I speak for them, but I speak to you—the rich, the powerful, the politicians, the comandantes, the generals. I speak to Los Pinos and the Chamber of Deputies, I speak to the White House and Congress, I speak to AFI and the DEA, I speak to the bankers, and the ranchers and the oil barons and the capitalists and the narco drug lords and I say—
You are the same.
You are all the cartel.
And you are guilty.
You are guilty of murder, you are guilty of torture, you are guilty of rape, of kidnapping, of slavery, of oppression, but mostly I say that you are guilty of indifference. You do not see the people that you grind under your heel. You do not see their pain, you do not hear their cries, they are voiceless and invisible to you and they are the victims of this war that you perpetuate to keep yourselves above them.

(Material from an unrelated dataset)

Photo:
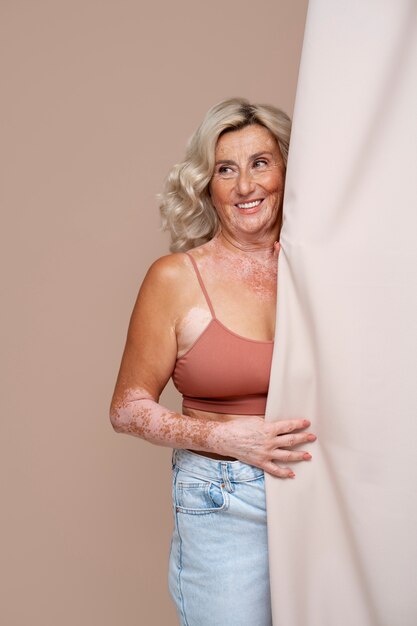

This is not a war on drugs.
This is a war on the poor.
This is a war on the poor and the powerless, the voiceless and the invisible, that you would just as soon be swept from your streets like the trash that blows around your ankles and soils your shoes.
Congratulations.
You’ve done it.
You’ve performed a cleansing.
A limpieza.
The country is safe now for your shopping malls and suburban tracts, the invisible are safely out of sight, the voiceless silent as they should be.
I speak these last words, and now you will kill me for it.